Australia has developed a strong pro bono culture amongst its larger law firms marked by the strong collegiate culture amongst its pro bono coordinators. Over the long term pro bono growth has always been up.
The latest results from the TrustLaw Index for Australia (28.9 pro bono hours per fee earner) are broadly consistent with those obtained in Australia’s National Pro Bono Resource Centre (NPBRC) biennial survey (2014) of law firms with more than 50 lawyers.

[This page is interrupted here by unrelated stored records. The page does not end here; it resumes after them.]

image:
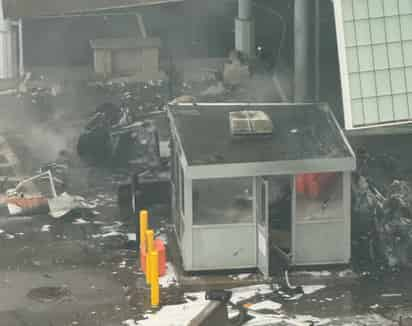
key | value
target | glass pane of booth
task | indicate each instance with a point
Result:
(319, 197)
(223, 201)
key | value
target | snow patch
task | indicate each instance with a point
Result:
(244, 293)
(266, 305)
(176, 315)
(131, 236)
(314, 273)
(242, 276)
(310, 289)
(81, 221)
(45, 228)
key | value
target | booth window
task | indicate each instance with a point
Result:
(222, 201)
(319, 197)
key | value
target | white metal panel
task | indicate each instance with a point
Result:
(224, 246)
(374, 43)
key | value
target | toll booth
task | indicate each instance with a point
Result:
(253, 182)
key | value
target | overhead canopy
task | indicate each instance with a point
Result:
(300, 133)
(51, 8)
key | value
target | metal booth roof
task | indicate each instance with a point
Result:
(305, 138)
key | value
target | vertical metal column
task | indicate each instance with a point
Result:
(21, 48)
(245, 9)
(302, 62)
(317, 51)
(245, 29)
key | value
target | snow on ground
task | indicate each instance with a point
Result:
(175, 315)
(107, 235)
(131, 236)
(310, 289)
(45, 228)
(266, 305)
(242, 276)
(244, 293)
(298, 320)
(305, 320)
(80, 221)
(170, 278)
(314, 273)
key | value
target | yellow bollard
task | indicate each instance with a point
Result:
(154, 282)
(144, 219)
(149, 248)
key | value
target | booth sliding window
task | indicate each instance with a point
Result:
(319, 197)
(223, 201)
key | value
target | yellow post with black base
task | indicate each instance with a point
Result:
(154, 281)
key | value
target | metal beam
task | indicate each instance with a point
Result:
(302, 62)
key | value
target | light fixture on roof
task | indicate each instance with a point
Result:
(250, 123)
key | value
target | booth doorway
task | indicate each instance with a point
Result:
(274, 223)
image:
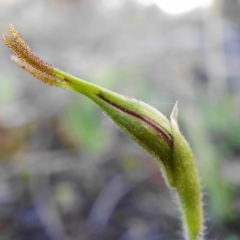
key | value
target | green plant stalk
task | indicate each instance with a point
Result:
(142, 123)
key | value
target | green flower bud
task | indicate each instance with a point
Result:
(141, 122)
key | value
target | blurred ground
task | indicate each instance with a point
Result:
(66, 172)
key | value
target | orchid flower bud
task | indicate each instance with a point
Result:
(142, 123)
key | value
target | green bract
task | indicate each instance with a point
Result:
(141, 122)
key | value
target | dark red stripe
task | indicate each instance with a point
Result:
(144, 119)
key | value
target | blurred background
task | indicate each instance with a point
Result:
(66, 172)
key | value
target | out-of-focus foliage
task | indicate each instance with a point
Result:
(66, 172)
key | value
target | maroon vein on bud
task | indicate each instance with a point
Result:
(160, 131)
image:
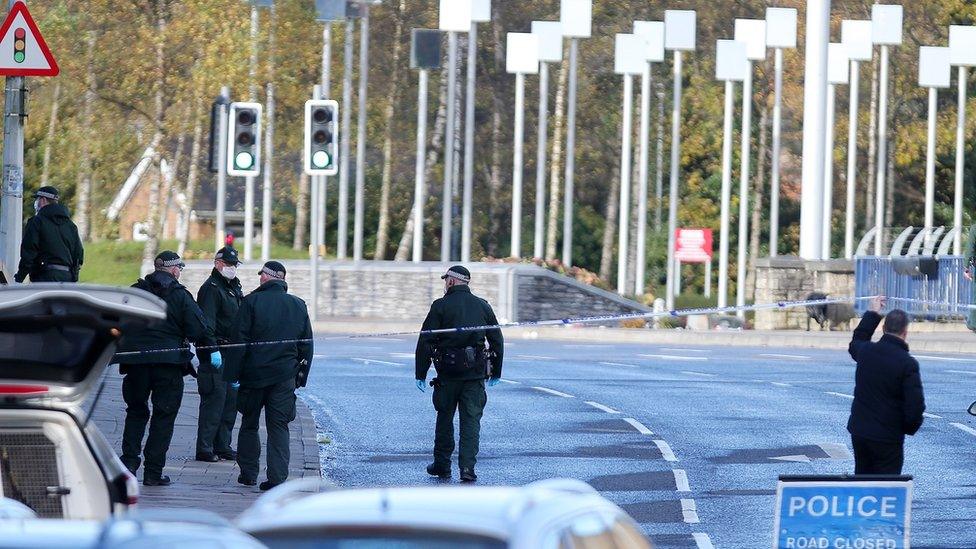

That survey indicated a figure of 31.7 hours per lawyer, an increase from the 29.9 hours reported in 2012 and 29 hours in 2010.
Whilst the TrustLaw Index indicates a significant drop in performance from 2013 (44.7 hours) I suggest that this is best explained by the small sample size in 2013 (4 firms). The Trust Law Index in 2014 is based on a sample size of 8 firms, as against the NPBRC sample size of 41 firms.
In Australia, there is increasing globalization of the legal market putting pressure on the pro bono culture, particularly on firms that have merged or joined with US or UK firms. In some firms, this has led to significant growth (those merging with US firms) but other Australian firms joining with UK firms have had significant internal debates about what constitutes reasonable resource allocation to the pro bono program.
Nevertheless the Australian pro bono movement is alive and well and through its strong collegiate spirit is as keen as ever to share its knowledge and experience.